Nonostante  l’estremo realismo si scorge nei capitoli quella che sembra essere la trama fantastica di una storia di lynciana memoria, un surrealismo così tanto ridimensionato alla realtà che spaventa e spiazza il lettore che si trova ad essere lanciato in due dimensioni narrative ben distinte.
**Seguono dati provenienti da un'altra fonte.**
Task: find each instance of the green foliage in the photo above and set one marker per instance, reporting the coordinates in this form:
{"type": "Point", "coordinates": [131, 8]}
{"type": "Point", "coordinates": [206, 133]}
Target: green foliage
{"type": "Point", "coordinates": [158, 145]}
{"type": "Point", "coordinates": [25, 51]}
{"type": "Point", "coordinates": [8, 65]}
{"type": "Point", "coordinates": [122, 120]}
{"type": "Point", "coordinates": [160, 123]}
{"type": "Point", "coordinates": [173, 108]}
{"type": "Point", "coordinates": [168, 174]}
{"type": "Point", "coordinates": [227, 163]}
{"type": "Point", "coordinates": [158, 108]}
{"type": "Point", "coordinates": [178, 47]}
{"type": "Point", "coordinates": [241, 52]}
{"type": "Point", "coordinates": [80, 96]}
Ciò che realmente spaventa il lettore è che la persona brutalmente assassinata nella storia potrebbe essere tranquillamente qualcuno di noi, una persona normalissima, una madre con dei figli piccoli, con un matrimonio felice, con un lavoro normale.

il cacciatore di orfani

La grandezza narrativa del romanzo è proprio in questo aspro contrasto: là dove c’è la fiction tanto più emerge il realismo e la critica brutale ad una società cieca e assente ma attenta e voyeristica nel voler conoscere la verità quando essa è così palese da non poter più essere nascosta sotto il tappeto delle convenzioni.

Mondadori ci regala Il Cacciatore di Orfani, romanzo imperdibile ed unico nel suo genere

La caratterizzazione dei personaggi, inoltre, è ben costruita, soprattutto per il personaggio di Huldar e la sua forte introspezione psicologica.

Impariamo ad amarlo proprio mentre lo conosciamo sempre più nel profondo, quando scava in sé stesso e diviene l’anti eroe per eccellenza. Il caso è sviluppato in divenire in maniera molto plausibile.

Non siamo certo di fronte ad un romanzo perfetto, e quasi sicuramente scoraggerà il lettore meno paziente, ma è certamente una piccola perla di genere che travalica le semplicistiche classificazioni stilistiche.

Una lettura imperdibile che vi rapirà lentamente ma inesorabilmente e che vi proietterà in luoghi lontani, sconosciuti, gelidi e meravigliosamente desolati.

Non lasciatevelo scappare e regalatevi un’esperienza più unica che rara. Anche se siamo ormai in primavera non lasciatevi scoraggiare dalle temperature miti e lasciatevi trasportale tra i ghiacciai islandesi. Il Cacciatore di Orfani non può assolutamente mancare nella vostra libreria.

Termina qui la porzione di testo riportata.